A New World Record is the sixth studio album by Electric Light Orchestra (ELO). It was released in October 1976 on United Artists Records in the U.S., and on 19 November 1976 on Jet Records in the United Kingdom. A New World Record marked ELO's shift towards shorter pop songs, a trend which would continue across their career.

Their second album to be recorded at Musicland Studios in Munich, the LP proved to be the band's breakthrough in the UK; after their previous three studio recordings failed to chart in their home market, A New World Record became their first top ten album in the UK. It became a global success and reached multi-platinum status in the US and UK. The album sold five million units worldwide within its first year of release. The cover art features the ELO logo, designed by Kosh, for the first time; this logo would be included on most of the group's subsequent releases. The album yielded four hit singles, including "Livin' Thing", the transatlantic Top Ten hit "Telephone Line", which became the band's first gold US single, the UK Top Ten hit "Rockaria!", and the US number 24 hit "Do Ya", a remake of the 1972 single by The Move, of which Lynne was a member between 1970 and 1972.

In 1977, four of the album's songs were featured on the soundtrack of the film Joyride. In 2006, the album was remastered and released with bonus tracks on Sony's Epic/Legacy imprint. "Surrender" was also issued as a promotional single and an iTunes download single, which entered the top 100 download chart. The track was originally written in 1976 for a cancelled film soundtrack and was finished in 2006. In July 2012, the all vinyl record company Music on Vinyl re-released A New World Record on 180 gram vinyl with an embossed cover.

Background

The band's frontman Jeff Lynne regarded his own songwriting at this point to have reached a new high.
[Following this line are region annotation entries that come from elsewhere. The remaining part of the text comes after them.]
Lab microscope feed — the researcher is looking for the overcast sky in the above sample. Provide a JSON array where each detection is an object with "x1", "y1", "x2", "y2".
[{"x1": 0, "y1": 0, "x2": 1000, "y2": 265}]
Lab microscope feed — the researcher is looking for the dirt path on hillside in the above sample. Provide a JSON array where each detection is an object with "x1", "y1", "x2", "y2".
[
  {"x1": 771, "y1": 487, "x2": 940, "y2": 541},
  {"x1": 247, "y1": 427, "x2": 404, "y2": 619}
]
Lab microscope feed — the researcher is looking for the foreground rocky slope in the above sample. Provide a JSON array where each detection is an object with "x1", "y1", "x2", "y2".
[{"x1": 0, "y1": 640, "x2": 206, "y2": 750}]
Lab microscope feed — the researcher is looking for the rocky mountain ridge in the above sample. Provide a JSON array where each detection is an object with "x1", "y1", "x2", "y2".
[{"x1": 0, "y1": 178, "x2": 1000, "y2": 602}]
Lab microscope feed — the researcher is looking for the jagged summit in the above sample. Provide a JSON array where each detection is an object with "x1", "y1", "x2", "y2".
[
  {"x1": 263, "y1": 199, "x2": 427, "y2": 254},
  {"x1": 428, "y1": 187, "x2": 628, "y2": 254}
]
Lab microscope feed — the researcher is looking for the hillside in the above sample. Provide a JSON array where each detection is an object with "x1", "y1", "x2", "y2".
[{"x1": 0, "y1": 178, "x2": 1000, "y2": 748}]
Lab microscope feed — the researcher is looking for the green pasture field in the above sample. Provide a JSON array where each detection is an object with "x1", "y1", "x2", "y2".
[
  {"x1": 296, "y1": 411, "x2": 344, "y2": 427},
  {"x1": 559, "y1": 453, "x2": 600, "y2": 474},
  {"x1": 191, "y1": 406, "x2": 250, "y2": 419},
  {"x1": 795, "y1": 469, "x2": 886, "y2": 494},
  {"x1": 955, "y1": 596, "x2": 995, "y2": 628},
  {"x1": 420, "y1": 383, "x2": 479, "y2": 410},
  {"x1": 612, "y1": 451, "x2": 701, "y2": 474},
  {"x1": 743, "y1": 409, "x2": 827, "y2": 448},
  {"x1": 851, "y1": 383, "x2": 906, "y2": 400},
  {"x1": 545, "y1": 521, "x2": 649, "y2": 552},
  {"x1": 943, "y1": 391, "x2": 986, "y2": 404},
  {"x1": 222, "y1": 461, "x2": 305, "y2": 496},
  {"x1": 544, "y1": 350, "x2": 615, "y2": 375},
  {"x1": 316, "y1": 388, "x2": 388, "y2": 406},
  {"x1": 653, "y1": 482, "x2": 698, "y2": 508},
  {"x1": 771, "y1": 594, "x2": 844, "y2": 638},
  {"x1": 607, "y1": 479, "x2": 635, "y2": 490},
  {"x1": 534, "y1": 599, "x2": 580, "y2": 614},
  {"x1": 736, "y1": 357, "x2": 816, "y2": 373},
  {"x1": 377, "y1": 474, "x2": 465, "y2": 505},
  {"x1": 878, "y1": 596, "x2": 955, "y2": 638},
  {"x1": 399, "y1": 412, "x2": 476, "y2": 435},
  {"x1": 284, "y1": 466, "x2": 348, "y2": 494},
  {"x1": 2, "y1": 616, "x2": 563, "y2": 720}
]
– Jeff Lynne 2006; A New World Record remaster

Patti Quatro, Brie Brandt (both of Fanny) and Addie Lee sang uncredited backing vocals on the album.

Critical reception

The album was well received by the music press. In the UK, Harry Doherty of Melody Maker recalled that when Lynne and Roy Wood had formed ELO it was to create "a group that would merge the excitement and colour of rock and roll with the clear lines of classical music", and that "A New World Record is, I feel, the closest that the Electric Light Orchestra have come to realising this". In his opinion the album "takes a giant leap forward... the most striking progression on this album is the use of orchestra and choir. Strings are no longer a novelty." In conclusion, Doherty stated that "A New World Record is ELO's best album in its seven-year history, the most complete of them all. They're a band who haven't yet gained the attention in this country that they deserve. Acquiring this album would be a fine way to change all that." NMEs Bob Edmands complimented Lynne's songwriting, saying, "This is, in fact, a very ambitious album, possibly the most sophisticated the band have put out. But random experiments are no way to crack the States or to stay in favour there, and the complexity on this set is all in the service of strong melodic songs." Edmands also agreed with Doherty that ELO deserved to be recognised as a major outfit in the UK, saying, "Lynne and his band are in the front rank of the nation's rock experts, and it's time their standing was properly acknowledged at home".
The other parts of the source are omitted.